I was trying to show that:
If $f \in C[a,b]$ is best approximated by $p^* \in \mathbb{P_n[a,b]}$ then,
$\exists \text{ } t_1, t_2 \in [a,b]$ such that
$$\epsilon(t_1) = ||\epsilon||_\infty \text{ }, \text{ } \epsilon(t_2)=-||\epsilon||_\infty$$
for $\epsilon=f-p^*$, the error function.
I know that, by defintion
$$p^* = min_{p\in \mathbb{P_n}} (||f-p||_\infty) = min_{p\in \mathbb{P_n}}(max_{x \in [a,b]}( |f(x)-p(x)|))$$
I also know that what I'm trying to show is equivalent to finding an alternating set for the function $\epsilon$ of at least two points, but I don't know how to combine this idea with the information given.
Thanks in advance!
Best Answer
Yes, this is true. Since $\epsilon= f-p^*$ is continuous, we know that either $-\|\epsilon\|$ or $\|\epsilon\|$ is assumed. Suppose, without loss of generality, that $\|\epsilon\|$ is assumed and $-\|\epsilon\|$ is not.
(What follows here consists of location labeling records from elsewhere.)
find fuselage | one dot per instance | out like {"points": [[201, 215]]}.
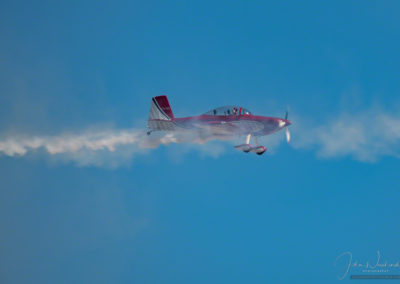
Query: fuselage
{"points": [[233, 124]]}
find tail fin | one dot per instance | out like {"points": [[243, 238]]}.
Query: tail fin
{"points": [[160, 109], [161, 115]]}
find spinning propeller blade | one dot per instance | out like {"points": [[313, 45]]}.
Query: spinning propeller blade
{"points": [[286, 128]]}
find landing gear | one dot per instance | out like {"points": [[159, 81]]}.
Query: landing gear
{"points": [[259, 150]]}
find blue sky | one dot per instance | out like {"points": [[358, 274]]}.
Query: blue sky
{"points": [[187, 213]]}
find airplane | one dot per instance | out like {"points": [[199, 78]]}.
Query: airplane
{"points": [[228, 121]]}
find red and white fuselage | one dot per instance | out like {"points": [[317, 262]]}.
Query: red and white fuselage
{"points": [[222, 121]]}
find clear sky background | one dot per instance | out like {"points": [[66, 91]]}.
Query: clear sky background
{"points": [[187, 213]]}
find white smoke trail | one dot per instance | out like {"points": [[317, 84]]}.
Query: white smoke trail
{"points": [[365, 136], [109, 148]]}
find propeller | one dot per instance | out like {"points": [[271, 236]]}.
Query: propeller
{"points": [[287, 128]]}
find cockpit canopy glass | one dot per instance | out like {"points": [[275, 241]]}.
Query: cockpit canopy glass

Since $\epsilon$ attains its minimal value in $[a,b]$, there exists $\delta>0$ such that $$ -\|\epsilon\|+\delta \leq \epsilon(x) \leq \|\epsilon\|. $$ But then, consider the polynomial $q^*=p^*+ \delta/2 \in P_n[a,b]$. It would follow that $$ -\|\epsilon\|+\frac{\delta}{2} \leq f-q^* \leq \|\epsilon\|-\frac{\delta}{2}, $$ so $\|f-q^*\|<\|\epsilon\|=\|f-p^*\|$, contradicting the fact that $p^*$ is the best approximation of $f$ in $\mathbb P_n[a,b]$.